The $\small \alpha \beta$ coordinate system is stationary, $\small \alpha$ and $\small M$ the angle between the axis and the axis $\small \varphi$ changes with time.

From this, it can be deduced that if the magnetomotive force of the two is equivalent, $\small i_{t}$ and the projection $\small i_{m}$ on the $\small \alpha$ axis and the $\small \beta$ axis should be equivalent to $\small i_{a}$ and $\small i_{b}$ , then:

$\small \left\{\begin{matrix} i_{\alpha}=i_{m}cos\varphi -i_{t}sin\varphi \\ i_{\beta }=i_{m}sin\varphi +i_{t}cos\varphi \end{matrix}\right.$

Thus, the transformation matrix of two-phase rotating and two-phase stationary is:

$\small C_{2r/2s}=\begin{bmatrix} cos\varphi &-sin\varphi \\ sin\varphi & cos\varphi \end{bmatrix}$

By transforming the matrix or changing the positions of the two sides of the formula, the two-phase static and two-phase rotating coordinate system can be obtained as:

$\small C_{2s/2r}=\begin{bmatrix} cos\varphi &sin\varphi \\ -sin\varphi & cos\varphi \end{bmatrix}$

Summary: The
permanent magnet synchronous motor system is a non-linear system. Using a mathematical model to simulate this system into a separately-excited DC motor model for control will greatly reduce the control difficulty, which is the core of the control strategy.

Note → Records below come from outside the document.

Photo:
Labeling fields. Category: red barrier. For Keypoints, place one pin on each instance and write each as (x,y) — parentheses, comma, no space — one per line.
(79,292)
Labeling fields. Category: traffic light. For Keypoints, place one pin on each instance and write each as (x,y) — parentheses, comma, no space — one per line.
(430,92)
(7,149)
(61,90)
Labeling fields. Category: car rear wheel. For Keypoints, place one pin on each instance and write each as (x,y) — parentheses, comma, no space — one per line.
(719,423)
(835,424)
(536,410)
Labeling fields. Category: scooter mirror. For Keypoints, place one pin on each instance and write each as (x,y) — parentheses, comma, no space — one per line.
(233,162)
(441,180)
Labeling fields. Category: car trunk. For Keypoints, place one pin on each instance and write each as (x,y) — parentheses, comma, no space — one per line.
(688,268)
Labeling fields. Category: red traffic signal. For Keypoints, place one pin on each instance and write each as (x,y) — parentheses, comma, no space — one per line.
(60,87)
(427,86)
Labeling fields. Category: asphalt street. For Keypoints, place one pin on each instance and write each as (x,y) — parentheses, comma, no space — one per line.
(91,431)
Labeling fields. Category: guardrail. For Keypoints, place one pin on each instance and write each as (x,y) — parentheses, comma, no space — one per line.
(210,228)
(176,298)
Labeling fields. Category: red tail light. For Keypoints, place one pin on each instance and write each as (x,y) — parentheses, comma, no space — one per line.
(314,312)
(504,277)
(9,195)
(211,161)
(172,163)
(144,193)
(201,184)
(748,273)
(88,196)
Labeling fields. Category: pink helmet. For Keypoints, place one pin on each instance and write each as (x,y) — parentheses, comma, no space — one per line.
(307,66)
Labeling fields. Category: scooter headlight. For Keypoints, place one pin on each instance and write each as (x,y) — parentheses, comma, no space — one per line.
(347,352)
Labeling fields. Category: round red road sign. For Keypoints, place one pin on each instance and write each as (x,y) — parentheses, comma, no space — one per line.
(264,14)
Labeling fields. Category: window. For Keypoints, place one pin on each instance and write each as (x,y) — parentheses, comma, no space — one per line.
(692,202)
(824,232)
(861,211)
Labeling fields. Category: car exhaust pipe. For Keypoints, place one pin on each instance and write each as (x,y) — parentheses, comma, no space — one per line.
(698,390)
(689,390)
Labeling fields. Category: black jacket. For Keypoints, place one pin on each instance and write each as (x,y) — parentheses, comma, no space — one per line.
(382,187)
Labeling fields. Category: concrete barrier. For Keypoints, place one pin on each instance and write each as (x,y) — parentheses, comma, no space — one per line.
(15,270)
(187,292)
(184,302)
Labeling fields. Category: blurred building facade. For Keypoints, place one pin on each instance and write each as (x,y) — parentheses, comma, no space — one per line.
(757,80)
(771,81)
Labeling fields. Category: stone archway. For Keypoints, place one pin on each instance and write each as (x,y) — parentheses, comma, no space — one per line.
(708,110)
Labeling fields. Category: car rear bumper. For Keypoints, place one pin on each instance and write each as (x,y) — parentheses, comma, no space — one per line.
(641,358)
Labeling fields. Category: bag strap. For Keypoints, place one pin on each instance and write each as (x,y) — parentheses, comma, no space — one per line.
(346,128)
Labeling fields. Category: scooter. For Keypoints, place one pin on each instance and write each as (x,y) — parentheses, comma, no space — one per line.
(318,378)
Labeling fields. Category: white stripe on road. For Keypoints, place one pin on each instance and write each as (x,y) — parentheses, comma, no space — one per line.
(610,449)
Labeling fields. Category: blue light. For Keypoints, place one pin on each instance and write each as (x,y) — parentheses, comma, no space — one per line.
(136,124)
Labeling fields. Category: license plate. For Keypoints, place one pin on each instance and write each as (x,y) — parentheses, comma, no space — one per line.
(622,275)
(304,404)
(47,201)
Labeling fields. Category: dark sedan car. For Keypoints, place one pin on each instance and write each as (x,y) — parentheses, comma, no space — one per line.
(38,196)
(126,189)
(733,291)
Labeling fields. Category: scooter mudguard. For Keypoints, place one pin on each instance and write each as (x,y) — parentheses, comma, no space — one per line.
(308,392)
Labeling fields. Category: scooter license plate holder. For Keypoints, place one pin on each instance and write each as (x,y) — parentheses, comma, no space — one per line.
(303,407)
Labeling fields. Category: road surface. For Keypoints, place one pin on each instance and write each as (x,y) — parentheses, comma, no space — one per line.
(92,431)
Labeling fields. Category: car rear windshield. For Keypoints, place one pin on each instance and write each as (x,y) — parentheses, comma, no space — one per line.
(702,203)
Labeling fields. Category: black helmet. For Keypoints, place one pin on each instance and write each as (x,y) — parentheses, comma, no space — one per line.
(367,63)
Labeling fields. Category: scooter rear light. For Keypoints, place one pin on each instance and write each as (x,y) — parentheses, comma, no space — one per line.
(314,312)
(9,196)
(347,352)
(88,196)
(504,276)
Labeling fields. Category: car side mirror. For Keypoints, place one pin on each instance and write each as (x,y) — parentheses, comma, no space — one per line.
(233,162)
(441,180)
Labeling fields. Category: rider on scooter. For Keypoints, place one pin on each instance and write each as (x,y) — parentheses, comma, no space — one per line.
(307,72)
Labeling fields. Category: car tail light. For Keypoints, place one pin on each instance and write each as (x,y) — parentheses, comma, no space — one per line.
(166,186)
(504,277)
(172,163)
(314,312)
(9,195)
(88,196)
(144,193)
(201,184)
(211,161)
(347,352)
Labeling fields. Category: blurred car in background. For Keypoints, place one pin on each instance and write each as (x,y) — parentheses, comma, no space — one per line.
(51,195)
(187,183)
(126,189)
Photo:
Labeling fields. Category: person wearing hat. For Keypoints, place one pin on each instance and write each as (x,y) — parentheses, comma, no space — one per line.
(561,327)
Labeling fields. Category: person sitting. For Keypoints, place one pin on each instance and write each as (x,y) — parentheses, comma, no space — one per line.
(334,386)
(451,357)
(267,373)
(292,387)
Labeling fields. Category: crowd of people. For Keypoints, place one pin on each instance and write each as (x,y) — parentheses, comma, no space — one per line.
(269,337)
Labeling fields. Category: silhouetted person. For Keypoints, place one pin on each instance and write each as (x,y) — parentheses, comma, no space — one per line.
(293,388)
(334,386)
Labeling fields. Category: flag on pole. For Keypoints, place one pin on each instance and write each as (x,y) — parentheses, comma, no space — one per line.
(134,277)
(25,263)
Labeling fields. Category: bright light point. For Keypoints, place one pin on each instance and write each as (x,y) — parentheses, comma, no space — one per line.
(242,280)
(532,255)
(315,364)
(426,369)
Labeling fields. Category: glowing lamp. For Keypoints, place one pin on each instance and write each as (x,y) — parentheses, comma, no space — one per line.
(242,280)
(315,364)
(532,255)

The core of coordinate transformation is that different coordinate systems produce the same magnetomotive force. Through the equivalent relationship between each coordinate system, the transformation matrix we need is calculated.

With the coordinate transformation and the simulated separately excited DC motor model, our next step is to design the current loop and speed loop.